Je racontai alors que dans ma jeunesse j’avais beaucoup rêvé au bonheur, le rêve habituel de tous ceux qui n’y sont pas destinés dans la vie. Entre autres songes, il en était un qui me charmait, c’était de passer quelques semaines à Venise avec une femme aimée. Ce songe m’occupait si souvent, surtout la nuit, qu’à la fin j’en vins à me tracer un tableau que je pouvais faire apparaître à ma volonté, qui se déroulait nettement dans mon esprit, dès que je fermais les yeux. Le voici : Une nuit pure éclairée par les blanches lumières de la nuit, un air embaumé, non point par l’odeur des orangers, mais par les parfums des vanilliers et des cactus ; une eau calme et limpide, une grande île parsemée d’oliviers, et, au bord de cette île, un palais de marbre. Dans l’espace résonne une musique qui vient je ne sais de quel côté. Les fenêtres du palais sont ouvertes ; à l’intérieur, des lampes projettent une douce clarté sous des rameaux d’arbres verts. Au bord d’une de ces fenêtres se déroule un épais manteau d’or et de soie dont les replis tombent à la surface de l’eau. Un homme et une femme, les coudes appuyés sur cette riche étoffe, regardent Venise, qui apparaît dans le lointain.

Toute cette scène se dessinait aussi distinctement dans ma pensée que si elle avait été réellement peinte sous mes yeux.

Viera écouta mon récit, puis me dit qu’elle aussi rêvait, mais que ses rêves prenaient une autre direction.
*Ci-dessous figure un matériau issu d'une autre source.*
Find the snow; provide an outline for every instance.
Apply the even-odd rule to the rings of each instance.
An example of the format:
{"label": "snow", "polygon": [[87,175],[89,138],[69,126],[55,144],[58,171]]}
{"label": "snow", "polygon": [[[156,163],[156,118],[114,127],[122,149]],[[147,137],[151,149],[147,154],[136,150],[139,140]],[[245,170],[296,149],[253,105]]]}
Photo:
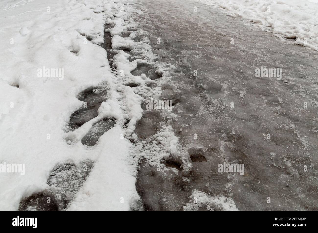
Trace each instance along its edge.
{"label": "snow", "polygon": [[[128,210],[131,200],[139,199],[135,184],[137,161],[129,155],[131,143],[122,136],[131,134],[142,117],[141,97],[118,81],[106,51],[97,44],[103,41],[105,15],[117,12],[116,20],[123,22],[121,17],[127,13],[120,12],[122,2],[6,1],[0,4],[0,162],[25,164],[26,170],[24,175],[1,174],[0,209],[17,210],[21,199],[49,188],[47,177],[56,164],[79,164],[87,159],[95,165],[70,210]],[[123,42],[129,41],[114,39],[115,45]],[[43,66],[63,69],[64,78],[38,77],[38,69]],[[77,98],[79,93],[101,83],[109,98],[98,115],[66,133],[71,114],[84,103]],[[114,127],[95,146],[82,144],[81,139],[95,123],[111,117],[117,120]],[[70,139],[69,145],[66,140]]]}
{"label": "snow", "polygon": [[[318,50],[318,4],[299,0],[194,0],[259,25],[265,31]],[[317,2],[317,1],[316,1]],[[200,10],[198,9],[198,13]]]}
{"label": "snow", "polygon": [[238,210],[232,199],[224,196],[212,196],[197,189],[194,189],[189,197],[190,200],[183,207],[184,211],[197,211],[200,208],[210,211]]}

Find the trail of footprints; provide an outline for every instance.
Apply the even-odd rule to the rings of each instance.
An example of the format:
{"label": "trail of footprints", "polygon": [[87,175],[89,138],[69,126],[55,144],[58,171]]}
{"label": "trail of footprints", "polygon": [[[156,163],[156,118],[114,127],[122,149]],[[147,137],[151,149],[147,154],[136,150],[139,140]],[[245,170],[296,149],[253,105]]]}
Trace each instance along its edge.
{"label": "trail of footprints", "polygon": [[[105,30],[112,26],[106,24]],[[86,35],[81,32],[79,32],[79,33],[85,36],[89,41],[93,38],[92,36]],[[137,38],[137,40],[140,39]],[[110,33],[106,31],[104,34],[104,42],[100,45],[106,51],[107,59],[114,72],[116,69],[113,64],[114,56],[119,51],[112,49],[111,40]],[[121,48],[131,55],[133,55],[130,52],[130,50],[127,48]],[[78,55],[79,51],[73,48],[70,51],[75,56]],[[129,59],[130,61],[138,58],[136,58],[135,56],[131,56],[131,57]],[[145,73],[151,79],[154,80],[162,77],[161,74],[155,72],[156,69],[150,64],[143,63],[138,64],[136,68],[132,73],[134,75]],[[138,86],[137,84],[131,82],[124,85],[132,88]],[[86,89],[79,94],[78,99],[84,102],[85,104],[71,116],[69,121],[66,127],[66,133],[74,131],[86,123],[98,116],[98,109],[101,103],[107,99],[107,84],[102,83],[98,86]],[[154,115],[157,116],[157,115],[156,114]],[[159,117],[154,118],[153,116],[151,118],[153,120],[156,119],[156,121],[158,121],[157,124],[159,125],[158,121],[160,120]],[[142,121],[141,122],[142,122]],[[100,137],[113,127],[116,122],[116,119],[114,118],[105,118],[95,123],[88,133],[82,138],[81,140],[82,144],[88,147],[94,146]],[[137,127],[141,133],[142,130],[141,130],[140,127],[142,125],[139,122],[139,127]],[[155,133],[155,132],[153,133]],[[65,139],[67,143],[71,144],[73,139],[71,137],[67,137]],[[23,198],[19,205],[18,210],[60,211],[66,209],[86,180],[94,165],[94,161],[90,160],[82,161],[78,164],[72,161],[66,161],[64,163],[57,164],[47,179],[47,183],[49,188]],[[180,167],[179,165],[178,166]]]}

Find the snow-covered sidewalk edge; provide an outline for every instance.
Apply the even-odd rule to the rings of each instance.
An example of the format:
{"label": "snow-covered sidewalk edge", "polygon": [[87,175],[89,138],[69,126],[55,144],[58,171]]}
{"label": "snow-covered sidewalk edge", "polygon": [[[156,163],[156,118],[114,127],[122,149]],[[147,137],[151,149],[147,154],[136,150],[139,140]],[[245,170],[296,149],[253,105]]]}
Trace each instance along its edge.
{"label": "snow-covered sidewalk edge", "polygon": [[256,23],[262,30],[318,51],[318,3],[299,0],[193,0],[224,9]]}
Tantôt, ajouta-t-elle, je me figure que j’erre dans le désert d’Afrique sur les pas d’un explorateur intrépide ; tantôt je m’aventure à la recherche de Franklin à travers l’océan Glacial, et je me représente vivement toutes les privations que je dois subir et les fatigues auxquelles je dois me résigner.
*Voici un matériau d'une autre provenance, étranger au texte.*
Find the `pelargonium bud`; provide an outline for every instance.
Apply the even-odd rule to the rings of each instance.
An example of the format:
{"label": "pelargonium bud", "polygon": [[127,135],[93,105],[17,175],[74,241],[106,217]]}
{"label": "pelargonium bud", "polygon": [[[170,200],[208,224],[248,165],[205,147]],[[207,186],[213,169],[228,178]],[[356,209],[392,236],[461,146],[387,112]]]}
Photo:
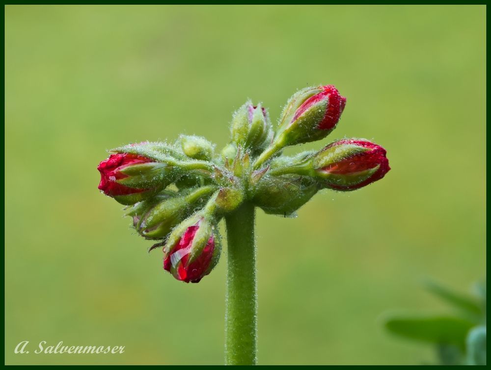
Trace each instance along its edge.
{"label": "pelargonium bud", "polygon": [[164,177],[172,167],[142,155],[117,153],[101,162],[97,169],[99,190],[121,204],[134,204],[168,185]]}
{"label": "pelargonium bud", "polygon": [[269,144],[273,136],[266,109],[260,103],[255,106],[250,101],[234,113],[231,131],[233,142],[255,150]]}
{"label": "pelargonium bud", "polygon": [[194,159],[209,161],[213,155],[213,145],[204,137],[182,135],[179,137],[183,151]]}
{"label": "pelargonium bud", "polygon": [[256,185],[252,201],[266,213],[288,216],[317,193],[315,179],[296,175],[270,176]]}
{"label": "pelargonium bud", "polygon": [[173,194],[164,191],[133,206],[134,210],[130,210],[127,215],[133,216],[133,226],[142,236],[164,238],[198,205],[202,204],[215,189],[214,186],[204,186]]}
{"label": "pelargonium bud", "polygon": [[316,176],[326,187],[350,191],[366,186],[385,176],[390,167],[386,151],[379,145],[361,139],[332,143],[313,158]]}
{"label": "pelargonium bud", "polygon": [[164,268],[178,280],[197,283],[218,262],[221,246],[215,226],[204,217],[178,226],[164,248]]}
{"label": "pelargonium bud", "polygon": [[282,147],[324,139],[336,127],[346,104],[346,98],[332,85],[300,90],[283,109],[275,142]]}

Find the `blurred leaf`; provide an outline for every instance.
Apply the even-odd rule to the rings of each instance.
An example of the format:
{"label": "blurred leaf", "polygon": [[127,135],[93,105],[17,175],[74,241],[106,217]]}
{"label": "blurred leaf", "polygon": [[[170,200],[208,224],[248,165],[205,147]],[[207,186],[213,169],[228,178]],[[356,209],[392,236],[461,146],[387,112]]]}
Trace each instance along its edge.
{"label": "blurred leaf", "polygon": [[453,345],[438,345],[437,350],[440,365],[463,365],[464,354],[458,347]]}
{"label": "blurred leaf", "polygon": [[467,361],[470,365],[486,364],[486,327],[472,329],[467,337]]}
{"label": "blurred leaf", "polygon": [[472,297],[454,292],[433,280],[425,282],[426,289],[466,314],[469,319],[481,322],[483,311],[479,302]]}
{"label": "blurred leaf", "polygon": [[456,317],[394,316],[385,327],[394,334],[437,344],[455,345],[464,349],[465,336],[473,324]]}

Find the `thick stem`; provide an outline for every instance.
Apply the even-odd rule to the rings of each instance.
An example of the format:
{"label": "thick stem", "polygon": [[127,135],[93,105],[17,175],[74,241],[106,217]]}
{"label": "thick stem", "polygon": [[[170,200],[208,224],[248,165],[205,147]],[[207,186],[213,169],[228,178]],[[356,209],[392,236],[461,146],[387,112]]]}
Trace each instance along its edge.
{"label": "thick stem", "polygon": [[254,365],[257,326],[254,206],[245,203],[226,216],[228,256],[225,363]]}

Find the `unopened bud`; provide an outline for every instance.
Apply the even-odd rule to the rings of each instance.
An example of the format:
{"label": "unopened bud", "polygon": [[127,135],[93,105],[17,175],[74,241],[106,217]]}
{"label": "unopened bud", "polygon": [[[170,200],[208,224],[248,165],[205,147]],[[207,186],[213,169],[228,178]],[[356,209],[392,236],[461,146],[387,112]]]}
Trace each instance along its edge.
{"label": "unopened bud", "polygon": [[390,170],[385,149],[359,139],[339,140],[313,157],[312,167],[326,187],[350,191],[382,178]]}
{"label": "unopened bud", "polygon": [[[172,229],[191,214],[198,204],[203,205],[215,188],[205,186],[169,196],[168,192],[134,206],[134,226],[147,239],[165,237]],[[208,197],[207,197],[208,196]]]}
{"label": "unopened bud", "polygon": [[178,226],[164,248],[164,268],[178,280],[197,283],[220,257],[219,237],[215,225],[201,216]]}
{"label": "unopened bud", "polygon": [[332,85],[307,88],[292,96],[283,109],[276,146],[319,140],[336,127],[346,98]]}
{"label": "unopened bud", "polygon": [[213,156],[213,145],[203,137],[182,135],[179,140],[183,151],[188,157],[209,161]]}
{"label": "unopened bud", "polygon": [[261,104],[247,101],[234,113],[232,120],[232,139],[238,145],[260,149],[273,136],[268,112]]}
{"label": "unopened bud", "polygon": [[147,199],[171,182],[172,167],[137,154],[111,154],[97,167],[99,189],[123,204]]}
{"label": "unopened bud", "polygon": [[265,176],[256,185],[252,201],[266,213],[287,216],[307,202],[318,190],[316,181],[308,177]]}

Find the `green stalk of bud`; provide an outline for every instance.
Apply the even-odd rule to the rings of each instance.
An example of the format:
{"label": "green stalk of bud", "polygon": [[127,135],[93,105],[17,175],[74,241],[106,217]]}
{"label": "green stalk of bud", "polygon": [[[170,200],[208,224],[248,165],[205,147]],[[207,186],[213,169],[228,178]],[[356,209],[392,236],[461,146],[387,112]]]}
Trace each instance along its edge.
{"label": "green stalk of bud", "polygon": [[317,182],[308,177],[265,176],[256,185],[252,201],[266,213],[290,216],[318,190]]}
« Tu as trop lu de livres de voyage, dit son mari.

– Peut-être, répliqua-t-elle ; mais si l’on veut rêver, pourquoi rêver l’impossible ?

– Et pourquoi pas ? m’écriai-je. Quelle raison avez-vous de condamner l’impossible ?

– Je me suis mal exprimée, reprit-elle. Je voulais dire que je ne vois pas l’agrément de rêver à notre bonheur personnel. Notre rêve n’y fait rien. S’il n’existe pas, à quoi sert de le poursuivre ? Il en est de la félicité humaine comme de la santé ; si nous n’y songeons pas, c’est que nous la possédons. »

Ces paroles m’ont surpris. Il y a vraiment en cette femme une grande âme.

Le nom de Venise nous a amenés à parler de l’Italie et des Italiens. Priemkof étant sorti, je suis resté seul avec Viera.

« Vous avez, lui ai-je dit, du sang italien dans les veines.

– Oui, m’a-t-elle répondu, voulez-vous que je vous montre le portrait de ma grand’mère ?

– Vous me ferez plaisir. »

Elle est entrée dans son cabinet et en a rapporté un grand médaillon en or qui renferme deux portraits, celui qu’elle venait de mentionner et celui de son aïeul. En examinant ce dernier, j’ai été frappé de sa ressemblance avec Mme Eltzof.

Seulement les traits de M. Ladanof, rehaussés par un léger nuage de poudre, m’ont paru plus rigides, plus marqués que ceux de sa fille, et il y a une sorte d’opiniâtreté morose dans ses petits yeux jaunâtres.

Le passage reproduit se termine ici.